Seniors like Part D. It has given drug coverage to 20 million people who didn't have it before. It has lowered costs for most seniors. It has come in substantially under budget — the 10-year estimates for the program's cost have already dropped by a fifth. And it has given them access to nearly 90 percent of all available drugs without any bureaucratic interference.

This coming year, drug plans have announced they will offer more choices and more coverage for lower prices and lower premiums. Mrs. Pelosi wants to turn this popular program, where the consumer continues to make decisions, into a program where one buyer — the federal government — determines everything.

Critics think they can cut costs more dramatically than consumer competition is already doing, and they are right. But they can do so only by drastically limiting the choice of medicines that doctors and seniors now have. That's how the Department of Veterans' Affairs (VA) ratchets down prices. Like Canada, England and other single-payer plans, the VA sets a price and gives one drug and one company all the business at that price. As a result, the VA drug plan offers 30 percent fewer drugs than the average Medicare plan.

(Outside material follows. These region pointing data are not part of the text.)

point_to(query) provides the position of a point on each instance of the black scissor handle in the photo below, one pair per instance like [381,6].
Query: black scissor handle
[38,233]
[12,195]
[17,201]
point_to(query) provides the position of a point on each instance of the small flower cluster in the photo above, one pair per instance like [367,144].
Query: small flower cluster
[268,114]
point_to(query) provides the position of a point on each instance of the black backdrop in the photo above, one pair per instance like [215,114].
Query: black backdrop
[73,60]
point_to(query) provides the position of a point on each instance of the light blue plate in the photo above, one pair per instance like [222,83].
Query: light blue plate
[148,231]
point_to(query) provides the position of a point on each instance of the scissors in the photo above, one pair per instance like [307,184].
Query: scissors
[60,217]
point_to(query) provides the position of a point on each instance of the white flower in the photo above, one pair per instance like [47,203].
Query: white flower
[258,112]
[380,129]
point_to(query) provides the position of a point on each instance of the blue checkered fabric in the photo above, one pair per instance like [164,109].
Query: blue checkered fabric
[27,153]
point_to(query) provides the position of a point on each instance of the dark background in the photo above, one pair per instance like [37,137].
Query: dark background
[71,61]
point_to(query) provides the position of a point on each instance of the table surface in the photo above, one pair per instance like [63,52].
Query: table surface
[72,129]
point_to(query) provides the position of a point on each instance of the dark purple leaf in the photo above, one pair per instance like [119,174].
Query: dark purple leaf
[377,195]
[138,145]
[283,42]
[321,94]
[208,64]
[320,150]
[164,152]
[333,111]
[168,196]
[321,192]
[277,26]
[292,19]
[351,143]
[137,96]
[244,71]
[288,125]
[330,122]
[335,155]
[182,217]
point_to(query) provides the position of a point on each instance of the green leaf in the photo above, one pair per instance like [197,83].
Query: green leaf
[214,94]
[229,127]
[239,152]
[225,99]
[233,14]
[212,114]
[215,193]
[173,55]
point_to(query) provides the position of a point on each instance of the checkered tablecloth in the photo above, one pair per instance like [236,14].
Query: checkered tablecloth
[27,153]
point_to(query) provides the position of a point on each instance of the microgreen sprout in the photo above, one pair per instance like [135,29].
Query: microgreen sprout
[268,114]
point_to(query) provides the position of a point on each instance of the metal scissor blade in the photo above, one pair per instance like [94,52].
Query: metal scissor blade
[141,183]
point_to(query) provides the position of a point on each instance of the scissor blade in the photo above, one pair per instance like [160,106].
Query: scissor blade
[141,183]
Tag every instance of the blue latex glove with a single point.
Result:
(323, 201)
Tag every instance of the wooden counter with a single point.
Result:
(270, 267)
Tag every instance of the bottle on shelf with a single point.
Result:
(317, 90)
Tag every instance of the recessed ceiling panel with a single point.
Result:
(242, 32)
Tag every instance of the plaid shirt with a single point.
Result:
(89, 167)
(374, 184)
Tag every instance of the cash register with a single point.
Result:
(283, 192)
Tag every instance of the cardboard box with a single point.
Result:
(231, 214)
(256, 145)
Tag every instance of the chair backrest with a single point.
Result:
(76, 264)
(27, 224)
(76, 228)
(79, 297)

Only 38 percent of the drugs approved in the 1990s, and 19 percent of the drugs approved by the Food and Drug Administration since 2000, are on the VA National Formulary. Only 17 percent of the 77 priority-review drugs (22 percent) approved since 1997 are on the 2005 National Formulary.

For instance, before the VA will dispense Gleevec to veterans suffering with stomach cancer, they first must try an older drug known for its harsh side effects. The VA is delaying access to the cancer drug Avastin for a year, regardless of whether affected veterans have that year to wait. Worse, many Medicare drug plans actually cost less than the VA, which requires veterans to fork over nearly $1,000 a year for fewer choices.

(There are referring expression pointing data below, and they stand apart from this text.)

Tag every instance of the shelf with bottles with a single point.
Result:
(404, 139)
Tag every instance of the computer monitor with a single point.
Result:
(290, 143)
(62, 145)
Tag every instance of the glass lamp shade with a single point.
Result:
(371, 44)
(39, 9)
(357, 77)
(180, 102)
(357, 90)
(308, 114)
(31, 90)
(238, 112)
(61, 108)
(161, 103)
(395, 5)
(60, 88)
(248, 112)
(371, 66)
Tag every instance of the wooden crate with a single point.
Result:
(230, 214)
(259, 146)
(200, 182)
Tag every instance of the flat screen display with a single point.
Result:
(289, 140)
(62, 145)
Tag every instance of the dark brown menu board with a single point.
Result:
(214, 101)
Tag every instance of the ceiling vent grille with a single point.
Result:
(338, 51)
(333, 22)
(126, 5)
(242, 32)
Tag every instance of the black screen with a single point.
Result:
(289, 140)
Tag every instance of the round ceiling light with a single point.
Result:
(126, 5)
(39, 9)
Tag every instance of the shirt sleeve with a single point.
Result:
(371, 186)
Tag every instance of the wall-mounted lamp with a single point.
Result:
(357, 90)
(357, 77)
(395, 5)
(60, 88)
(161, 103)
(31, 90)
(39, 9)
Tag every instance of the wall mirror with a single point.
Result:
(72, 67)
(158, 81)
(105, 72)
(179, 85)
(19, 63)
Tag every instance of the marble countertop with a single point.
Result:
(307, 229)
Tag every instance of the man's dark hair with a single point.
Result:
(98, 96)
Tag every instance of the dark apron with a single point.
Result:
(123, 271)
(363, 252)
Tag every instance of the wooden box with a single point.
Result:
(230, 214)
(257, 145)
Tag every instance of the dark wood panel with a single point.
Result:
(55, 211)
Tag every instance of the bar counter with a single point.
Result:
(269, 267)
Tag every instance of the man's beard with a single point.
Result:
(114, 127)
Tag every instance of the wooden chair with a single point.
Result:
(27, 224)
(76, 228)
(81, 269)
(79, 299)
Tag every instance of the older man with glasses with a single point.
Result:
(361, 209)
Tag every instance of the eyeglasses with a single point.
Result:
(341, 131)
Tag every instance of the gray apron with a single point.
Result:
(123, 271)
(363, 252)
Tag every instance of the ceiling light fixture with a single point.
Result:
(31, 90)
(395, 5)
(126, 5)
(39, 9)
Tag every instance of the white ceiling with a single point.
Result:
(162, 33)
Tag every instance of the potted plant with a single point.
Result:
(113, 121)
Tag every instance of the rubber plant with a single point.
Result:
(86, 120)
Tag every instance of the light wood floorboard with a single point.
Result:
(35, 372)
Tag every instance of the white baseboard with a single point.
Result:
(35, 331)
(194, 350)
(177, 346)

And since Democrats like Sen. Hillary Clinton and Rep. Henry Waxman are in love with cost-effectiveness studies that justify limiting the use of new medicines, they will be forced to defend delaying and denying the use of drugs for such diseases as Alzheimer's, just as such research has been used to ration access to similar medications in the VA, Canada and the U.K.

But simply beating up Democrats for robbing seniors of life-saving medicines isn't enough. Republicans should distinguish themselves from the Democratic "pay more for less choice" proposal by encouraging seniors to enroll in health plans that offer both prescription drugs and programs that actually control and prevent disease.

Right now Medicare gives health plans a subsidy to enroll seniors. That's not good enough. Let the market drive down the price of plans and premiums, just like they have reduced the cost of the drug benefit. Then health plans should be rewarded for improving the health of the sickest patients and keeping people healthy, and seniors who stay well should get some rebate. Since 70 percent of Medicare spending goes to paying for people with chronic disease, why not invest in services and technologies that prevent illness in the first place?

The heart and soul of this transformation to predictive and preventative care is the freedom to tailor the drugs and type of care required to genetic variation and individual risk factors. And it is also the source of growing support for the Medicare program. If Democrats want to simply attack drug prices, it will force them into a one-size-fits-all strategy that only worsens the burgeoning cost of chronic illness. It leaves Republicans with a golden opportunity to depict them as opposed to medical progress, individual choice and fiscal sanity.

Regardless of who controls Congress, Republicans should seize that chance to lead.

Robert Goldberg is vice president for strategic initiatives for the Center for Medicine in the Public Interest.